Former White House counsel Pat Cipollone spent over eight hours meeting with the Jan. 6 select committee, emerging Friday without commenting on his cooperation.
Cipollone huddled with committee investigators in a closed-door conference room of the Tip O’Neill House Office Building, emerging about half a dozen times to hold sidebar conversations with his attorney in a separate room. Each time he declined to comment on the interview or whether he was asserting any privileges.
Details of Cipollone’s testimony remained concealed late Friday but a source familiar with the interview indicated the committee found his testimony “very helpful.”
The former White House counsel sat for an informal interview with the panel in April, though he had resisted previous calls from the select panel to testify. He reached an agreement earlier this week with investigators to sit for a transcribed interview.
The select panel did not immediately respond to a request for comment.
Cipollone’s testimony could be a crucial source of firsthand information about Donald Trump’s effort to subvert the 2020 election. The former White House counsel was present for many of Trump’s most crucial decisions in the period between the Nov. 3 election and Jan. 6.

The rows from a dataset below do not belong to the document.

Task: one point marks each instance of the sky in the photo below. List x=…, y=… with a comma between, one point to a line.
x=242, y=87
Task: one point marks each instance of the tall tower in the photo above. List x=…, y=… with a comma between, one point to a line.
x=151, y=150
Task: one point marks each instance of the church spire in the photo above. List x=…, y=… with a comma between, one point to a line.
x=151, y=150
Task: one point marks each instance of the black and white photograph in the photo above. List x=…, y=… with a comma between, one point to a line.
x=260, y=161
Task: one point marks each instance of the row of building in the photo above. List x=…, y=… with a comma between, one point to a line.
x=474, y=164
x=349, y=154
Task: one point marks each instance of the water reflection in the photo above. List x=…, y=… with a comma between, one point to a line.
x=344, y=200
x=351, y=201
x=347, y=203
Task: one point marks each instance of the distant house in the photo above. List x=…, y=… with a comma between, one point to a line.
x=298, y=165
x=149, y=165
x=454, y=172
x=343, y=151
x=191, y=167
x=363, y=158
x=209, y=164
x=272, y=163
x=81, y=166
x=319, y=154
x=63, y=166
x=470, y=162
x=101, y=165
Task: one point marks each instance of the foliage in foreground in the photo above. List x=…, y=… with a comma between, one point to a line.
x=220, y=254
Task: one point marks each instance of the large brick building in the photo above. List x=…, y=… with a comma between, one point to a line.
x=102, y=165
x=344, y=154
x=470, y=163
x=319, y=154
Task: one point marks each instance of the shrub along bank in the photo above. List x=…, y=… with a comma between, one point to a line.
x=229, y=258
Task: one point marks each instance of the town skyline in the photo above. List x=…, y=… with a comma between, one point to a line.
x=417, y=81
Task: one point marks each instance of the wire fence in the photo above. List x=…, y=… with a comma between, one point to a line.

Witnesses have told the panel that Cipollone repeatedly raised legal objections to aspects of Trump’s plan — from sending false electors to Congress to a potential march to the Capitol on Jan. 6. Cipollone also threatened to resign on multiple occasions, witnesses told the committee — including when Trump threatened to replace DOJ’s leadership days before Jan. 6 and also when Trump sought to name attorney Sidney Powell a special counsel to investigate false allegations election fraud.
Former White House aide Cassidy Hutchinson told the committee that Cipollone warned of potential criminal exposure if Trump and White House officials joined a march to the Capitol with the intent of blocking the transfer of power to Joe Biden.
It’s unclear whether he broached any of these subjects Friday.